During the early years of the 1910s the fashionable silhouette became much more lithe, fluid and soft than in the 20th century. When the Ballets Russes performed Scheherazade in Paris in 1910, a craze for Orientalism ensued. The couturier Paul Poiret was one of the first designers to translate this vogue into the fashion world. Poiret's clients were at once transformed into harem girls in flowing pantaloons, turbans, and vivid colors and geishas in exotic kimono. Paul Poiret also devised the first outfit which women could put on without the help of a maid. The Art Deco movement began to emerge at this time and its influence was evident in the designs of many couturiers of the time. Simple felt hats, turbans, and clouds of tulle replaced the styles of headgear popular in the 20th century. It is also notable that the first real fashion shows were organized during this period in time, by the first female couturier, Jeanne Paquin, who was also the first Parisian couturier to open foreign branches in London, Buenos Aires, and Madrid.
Two of the most influential fashion designers of the time were Jacques Doucet and Mariano Fortuny. The French designer Jacques Doucet excelled in superimposing pastel colors and his elaborate gossamery dresses suggested the Impressionist shimmers of reflected light. His distinguished customers never lost a taste for his fluid lines and flimsy, diaphanous materials. While obeying imperatives that left little to the imagination of the couturier, Doucet was nonetheless a designer of immense taste and discrimination, a role many have tried since, but rarely with Doucet's level of success.

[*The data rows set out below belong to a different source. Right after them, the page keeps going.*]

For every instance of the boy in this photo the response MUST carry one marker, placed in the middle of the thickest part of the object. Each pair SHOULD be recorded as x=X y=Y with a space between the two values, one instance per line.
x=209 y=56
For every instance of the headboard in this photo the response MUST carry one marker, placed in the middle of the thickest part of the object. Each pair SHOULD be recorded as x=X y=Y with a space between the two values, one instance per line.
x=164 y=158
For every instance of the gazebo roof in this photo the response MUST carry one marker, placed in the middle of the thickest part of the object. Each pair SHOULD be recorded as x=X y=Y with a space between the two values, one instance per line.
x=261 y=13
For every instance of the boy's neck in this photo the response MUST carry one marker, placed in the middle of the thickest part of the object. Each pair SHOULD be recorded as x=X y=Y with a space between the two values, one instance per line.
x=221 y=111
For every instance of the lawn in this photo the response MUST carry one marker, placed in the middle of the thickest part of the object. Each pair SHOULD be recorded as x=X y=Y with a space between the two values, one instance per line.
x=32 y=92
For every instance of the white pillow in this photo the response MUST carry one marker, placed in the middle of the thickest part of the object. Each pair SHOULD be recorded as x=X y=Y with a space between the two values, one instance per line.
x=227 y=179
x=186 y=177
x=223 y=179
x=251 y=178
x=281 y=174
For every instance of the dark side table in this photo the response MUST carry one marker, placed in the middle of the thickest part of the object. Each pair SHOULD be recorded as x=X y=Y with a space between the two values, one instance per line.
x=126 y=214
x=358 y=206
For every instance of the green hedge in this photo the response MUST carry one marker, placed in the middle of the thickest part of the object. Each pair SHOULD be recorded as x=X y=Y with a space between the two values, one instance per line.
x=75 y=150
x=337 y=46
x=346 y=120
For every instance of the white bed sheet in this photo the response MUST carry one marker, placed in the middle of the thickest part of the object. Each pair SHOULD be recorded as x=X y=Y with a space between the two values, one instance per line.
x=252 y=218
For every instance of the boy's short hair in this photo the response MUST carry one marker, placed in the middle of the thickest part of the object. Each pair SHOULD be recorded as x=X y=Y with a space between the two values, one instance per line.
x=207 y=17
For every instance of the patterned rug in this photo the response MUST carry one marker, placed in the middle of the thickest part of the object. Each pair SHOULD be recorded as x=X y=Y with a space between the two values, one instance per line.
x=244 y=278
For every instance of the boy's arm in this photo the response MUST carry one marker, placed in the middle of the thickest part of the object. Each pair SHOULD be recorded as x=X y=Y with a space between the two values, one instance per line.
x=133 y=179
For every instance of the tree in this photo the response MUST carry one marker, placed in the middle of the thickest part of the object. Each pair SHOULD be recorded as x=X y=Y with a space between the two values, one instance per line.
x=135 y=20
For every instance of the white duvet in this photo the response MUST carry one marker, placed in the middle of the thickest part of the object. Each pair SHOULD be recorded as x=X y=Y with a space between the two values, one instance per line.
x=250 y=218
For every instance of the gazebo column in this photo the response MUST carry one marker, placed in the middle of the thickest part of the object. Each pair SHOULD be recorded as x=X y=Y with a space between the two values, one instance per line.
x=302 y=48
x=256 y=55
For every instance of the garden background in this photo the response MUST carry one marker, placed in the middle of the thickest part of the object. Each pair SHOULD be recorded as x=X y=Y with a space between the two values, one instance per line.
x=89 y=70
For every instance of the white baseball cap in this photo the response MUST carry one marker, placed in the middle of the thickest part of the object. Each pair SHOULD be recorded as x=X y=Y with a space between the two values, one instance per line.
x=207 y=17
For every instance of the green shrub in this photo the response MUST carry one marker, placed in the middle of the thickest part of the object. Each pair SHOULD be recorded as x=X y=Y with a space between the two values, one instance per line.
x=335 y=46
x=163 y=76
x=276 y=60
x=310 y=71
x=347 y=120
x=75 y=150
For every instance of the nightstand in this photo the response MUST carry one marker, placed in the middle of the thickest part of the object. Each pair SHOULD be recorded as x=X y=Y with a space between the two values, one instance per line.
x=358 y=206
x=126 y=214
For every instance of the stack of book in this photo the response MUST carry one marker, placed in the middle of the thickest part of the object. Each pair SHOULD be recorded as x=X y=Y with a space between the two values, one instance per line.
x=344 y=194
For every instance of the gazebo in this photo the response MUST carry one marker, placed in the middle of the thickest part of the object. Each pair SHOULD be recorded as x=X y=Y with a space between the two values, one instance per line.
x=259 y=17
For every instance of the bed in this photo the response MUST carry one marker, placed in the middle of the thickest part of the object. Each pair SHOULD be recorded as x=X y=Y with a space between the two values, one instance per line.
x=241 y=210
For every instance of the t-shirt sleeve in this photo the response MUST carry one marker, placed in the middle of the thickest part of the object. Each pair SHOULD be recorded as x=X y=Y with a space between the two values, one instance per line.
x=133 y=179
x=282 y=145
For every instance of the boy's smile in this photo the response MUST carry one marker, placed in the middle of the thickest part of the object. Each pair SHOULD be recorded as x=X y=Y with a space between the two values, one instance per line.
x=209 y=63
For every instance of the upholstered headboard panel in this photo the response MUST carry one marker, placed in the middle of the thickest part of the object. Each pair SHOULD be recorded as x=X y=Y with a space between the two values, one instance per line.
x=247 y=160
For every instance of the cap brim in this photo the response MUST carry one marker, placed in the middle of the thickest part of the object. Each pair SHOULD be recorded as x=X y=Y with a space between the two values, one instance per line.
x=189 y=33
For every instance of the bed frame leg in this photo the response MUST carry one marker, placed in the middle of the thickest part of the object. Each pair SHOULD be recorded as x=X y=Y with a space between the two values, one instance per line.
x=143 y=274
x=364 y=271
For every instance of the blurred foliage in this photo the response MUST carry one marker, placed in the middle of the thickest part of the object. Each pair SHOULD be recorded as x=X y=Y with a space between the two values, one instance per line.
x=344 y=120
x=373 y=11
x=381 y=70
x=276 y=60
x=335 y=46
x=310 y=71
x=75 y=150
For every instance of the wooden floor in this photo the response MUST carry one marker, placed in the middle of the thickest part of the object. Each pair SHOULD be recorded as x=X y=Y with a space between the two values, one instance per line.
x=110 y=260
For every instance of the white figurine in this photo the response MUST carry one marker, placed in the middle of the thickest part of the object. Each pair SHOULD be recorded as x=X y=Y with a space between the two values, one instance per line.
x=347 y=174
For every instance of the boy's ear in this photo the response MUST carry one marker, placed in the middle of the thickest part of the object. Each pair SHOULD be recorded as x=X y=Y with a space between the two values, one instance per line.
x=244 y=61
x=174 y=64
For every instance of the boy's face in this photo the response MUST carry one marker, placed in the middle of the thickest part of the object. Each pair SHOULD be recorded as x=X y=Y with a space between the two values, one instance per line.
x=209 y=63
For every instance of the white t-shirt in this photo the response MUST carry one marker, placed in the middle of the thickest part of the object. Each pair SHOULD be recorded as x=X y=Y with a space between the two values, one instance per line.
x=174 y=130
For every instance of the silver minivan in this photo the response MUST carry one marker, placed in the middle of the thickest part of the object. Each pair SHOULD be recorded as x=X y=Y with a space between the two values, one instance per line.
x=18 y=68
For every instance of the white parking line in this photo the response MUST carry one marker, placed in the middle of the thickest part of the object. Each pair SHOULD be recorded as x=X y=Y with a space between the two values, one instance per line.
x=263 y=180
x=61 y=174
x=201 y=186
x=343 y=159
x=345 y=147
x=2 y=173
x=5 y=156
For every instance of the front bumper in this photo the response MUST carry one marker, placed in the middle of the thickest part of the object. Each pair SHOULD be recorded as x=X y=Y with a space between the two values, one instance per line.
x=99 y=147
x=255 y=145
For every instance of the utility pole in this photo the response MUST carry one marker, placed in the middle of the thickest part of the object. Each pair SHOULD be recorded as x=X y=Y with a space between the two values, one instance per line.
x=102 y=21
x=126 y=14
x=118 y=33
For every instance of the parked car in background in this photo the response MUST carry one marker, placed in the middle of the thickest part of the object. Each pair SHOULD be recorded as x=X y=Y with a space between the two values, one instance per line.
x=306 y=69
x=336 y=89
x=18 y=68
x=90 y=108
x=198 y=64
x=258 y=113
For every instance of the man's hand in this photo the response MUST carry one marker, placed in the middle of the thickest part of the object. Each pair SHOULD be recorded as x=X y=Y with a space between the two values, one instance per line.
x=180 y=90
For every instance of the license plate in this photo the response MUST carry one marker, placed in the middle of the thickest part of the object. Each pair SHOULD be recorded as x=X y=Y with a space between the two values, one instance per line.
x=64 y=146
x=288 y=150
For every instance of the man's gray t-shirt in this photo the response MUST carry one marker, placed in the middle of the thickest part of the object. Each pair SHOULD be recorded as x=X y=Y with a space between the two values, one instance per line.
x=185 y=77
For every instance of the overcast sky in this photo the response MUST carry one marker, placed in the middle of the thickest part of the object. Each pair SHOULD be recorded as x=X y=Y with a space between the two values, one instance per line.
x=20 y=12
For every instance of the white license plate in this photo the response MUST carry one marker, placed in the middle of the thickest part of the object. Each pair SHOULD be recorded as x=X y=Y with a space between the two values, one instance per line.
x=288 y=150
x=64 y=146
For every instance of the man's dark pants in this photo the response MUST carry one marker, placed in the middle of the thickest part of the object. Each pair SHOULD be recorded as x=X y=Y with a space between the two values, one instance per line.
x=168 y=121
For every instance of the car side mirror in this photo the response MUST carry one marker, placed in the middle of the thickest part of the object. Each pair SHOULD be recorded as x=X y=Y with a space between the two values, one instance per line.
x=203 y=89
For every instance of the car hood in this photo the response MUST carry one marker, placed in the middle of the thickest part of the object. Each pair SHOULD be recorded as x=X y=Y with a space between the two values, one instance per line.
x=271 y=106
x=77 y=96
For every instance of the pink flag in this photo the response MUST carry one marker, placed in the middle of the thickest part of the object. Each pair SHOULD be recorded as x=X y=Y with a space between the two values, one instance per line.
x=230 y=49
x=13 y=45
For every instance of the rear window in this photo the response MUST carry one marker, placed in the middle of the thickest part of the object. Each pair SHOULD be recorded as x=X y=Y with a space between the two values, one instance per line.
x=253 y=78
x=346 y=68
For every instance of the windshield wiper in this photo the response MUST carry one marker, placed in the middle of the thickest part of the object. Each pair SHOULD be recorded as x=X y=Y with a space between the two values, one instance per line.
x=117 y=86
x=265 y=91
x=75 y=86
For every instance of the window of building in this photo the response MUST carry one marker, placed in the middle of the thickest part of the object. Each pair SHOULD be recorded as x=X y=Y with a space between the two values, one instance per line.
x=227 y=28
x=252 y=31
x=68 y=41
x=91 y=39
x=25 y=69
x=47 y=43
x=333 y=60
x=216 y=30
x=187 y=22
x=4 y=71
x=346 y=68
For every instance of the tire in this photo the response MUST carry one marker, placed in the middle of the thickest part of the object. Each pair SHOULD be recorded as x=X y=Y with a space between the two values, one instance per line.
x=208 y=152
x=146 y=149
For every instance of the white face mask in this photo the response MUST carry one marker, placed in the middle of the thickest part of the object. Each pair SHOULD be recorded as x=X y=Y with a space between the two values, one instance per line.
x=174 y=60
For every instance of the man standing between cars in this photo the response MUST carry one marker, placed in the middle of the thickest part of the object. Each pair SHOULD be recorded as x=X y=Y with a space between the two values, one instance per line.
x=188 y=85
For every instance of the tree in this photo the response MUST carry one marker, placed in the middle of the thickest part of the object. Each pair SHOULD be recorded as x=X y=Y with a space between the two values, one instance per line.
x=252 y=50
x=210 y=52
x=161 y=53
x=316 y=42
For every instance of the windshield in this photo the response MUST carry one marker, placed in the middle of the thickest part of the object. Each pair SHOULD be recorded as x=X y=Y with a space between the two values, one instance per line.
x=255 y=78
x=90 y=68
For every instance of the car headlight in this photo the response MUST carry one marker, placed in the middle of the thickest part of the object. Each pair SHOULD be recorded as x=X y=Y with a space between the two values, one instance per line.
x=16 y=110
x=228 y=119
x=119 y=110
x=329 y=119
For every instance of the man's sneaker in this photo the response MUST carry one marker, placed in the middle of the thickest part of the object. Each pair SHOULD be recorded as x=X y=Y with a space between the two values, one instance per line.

The Venice-based designer Mariano Fortuny y Madrazo was a curious figure, with very few parallels in any age. For his dress designs he conceived a special pleating process and new dyeing techniques. He gave the name Delphos to his long clinging sheath dresses that undulated with color. Each garment was made of a single piece of the finest silk, its unique color acquired by repeated immersions in dyes whose shades were suggestive of moonlight or of the watery reflections of the Venetian lagoon. Breton straw, Mexican cochineal, and indigo from the Far East were among the ingredients that Fortuny used. Among his many devotees were Eleanora Duse, Isadora Duncan, Cleo de Merode, the Marchesa Casati, Emilienne d'Alençon, and Liane de Pougy.
Changes in dress during World War I were dictated more by necessity than fashion. As more and more women were forced to work, they demanded clothes that were better suited to their new activities. Social events had to be postponed in favor of more pressing engagements and the need to mourn the increasing numbers of dead, visits to the wounded, and the general gravity of the time meant that darker colors became the norm. A new monochrome look emerged that was unfamiliar to young women in comfortable circumstances. By 1915 fashionable skirts had risen above the ankle and then later to mid-calf.